Den früher selbstverständlichen Frühschoppen besuchen immer weniger Stammtischbrüder, das Feierabendbier hat nicht mehr den Stellenwert. Mit Kartenspielen, die an mehreren Tischen gepflegt wurden, kann die heranwachsende Generation nur noch selten etwas anfangen oder hat sie nie gelernt. Und an die Stelle, wo die Dorfwirtschaft am Abend der zentrale Anlaufpunkt für gesellschaftliches Beisammensein war, tritt heute, verständlicher Weise, das Familienleben oder der Beruf. Ein Spannungsfeld, das erst einmal bewältigt werden will.

"Wir sind immer auf der Suche nach neuen Ideen", erklärt Ehlich. "Natürlich müssen wir den Gästen etwas anbieten, damit sie zu uns kommen. Seien es Live-Übertragungen von Sportveranstaltungen in der Gaststätte, die traditionellen Kirchweihfeierlichkeiten im Oktober mit typisch kulinarischen, Oberpfälzer Spezialitäten, die man sonst nirgendwo bekommt, oder der Versuch, die Preise für Essen und Getränke trotz ständig steigender Lohn- und Nebenkosten niedrig zu halten."

Gute und schlechte Zeiten

Dieses Geschäftsmodell funktionierte in den vergangenen Jahren. Die Gewinne investierte der Verein in die eigene Immobilie, die für einen kleinen Verein hervorragenden Sportanlagen und in Turn- und Spielgeräte - alles für die aktiven Mitglieder, für ein sportliches, gesellschaftliches und soziales Angebot an die Dorfgemeinschaft - und um attraktiv zu bleiben.

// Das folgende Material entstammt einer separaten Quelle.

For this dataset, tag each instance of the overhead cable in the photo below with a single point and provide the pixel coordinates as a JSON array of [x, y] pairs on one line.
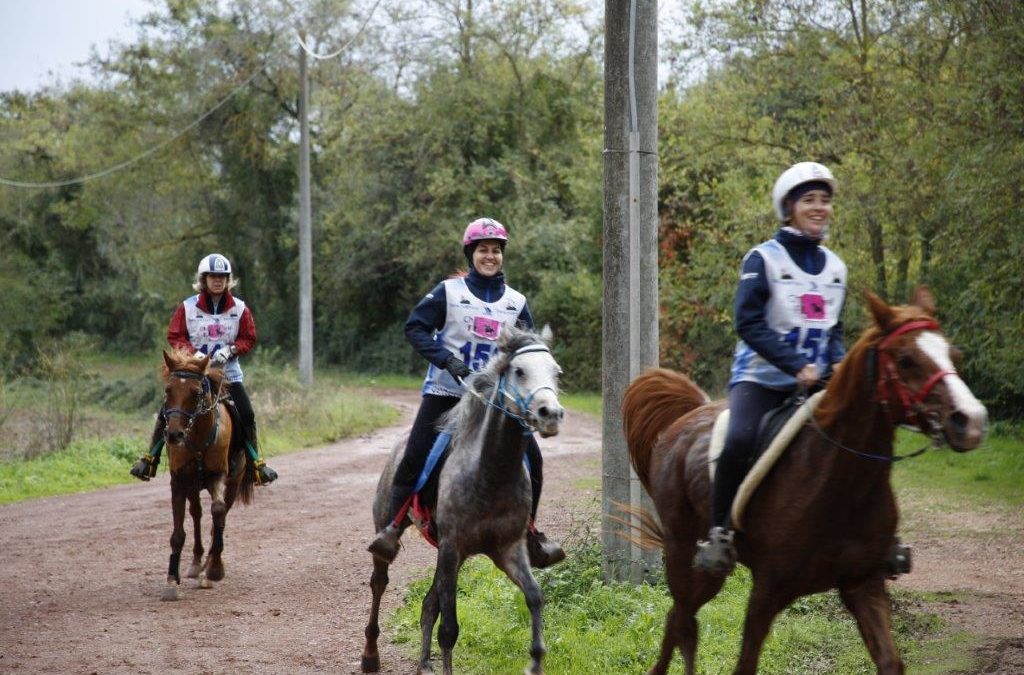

Derzeit sieht es für die Zukunft des Wirtshauses nicht schlecht aus. Trotzdem plant der Verein nicht weit in die Zukunft. "Irgendwann kommt der Zeitpunkt, an dem das aktuelle Personal nicht mehr verfügbar sein wird, und dann geht die Suche nach passenden Mitarbeitern von vorne los", prophezeit der Vorsitzende.

Dennoch bleibt eines klar: "Die 'Turnhalle' hat gute und weniger gute Zeiten erlebt. Trotzdem besteht sie nach wie vor. Wir setzen alles daran, die Gaststätte weiter zu betreiben und als gesellschaftlichen Sammelpunkt für unseren kleinen Ort am Leben zu halten."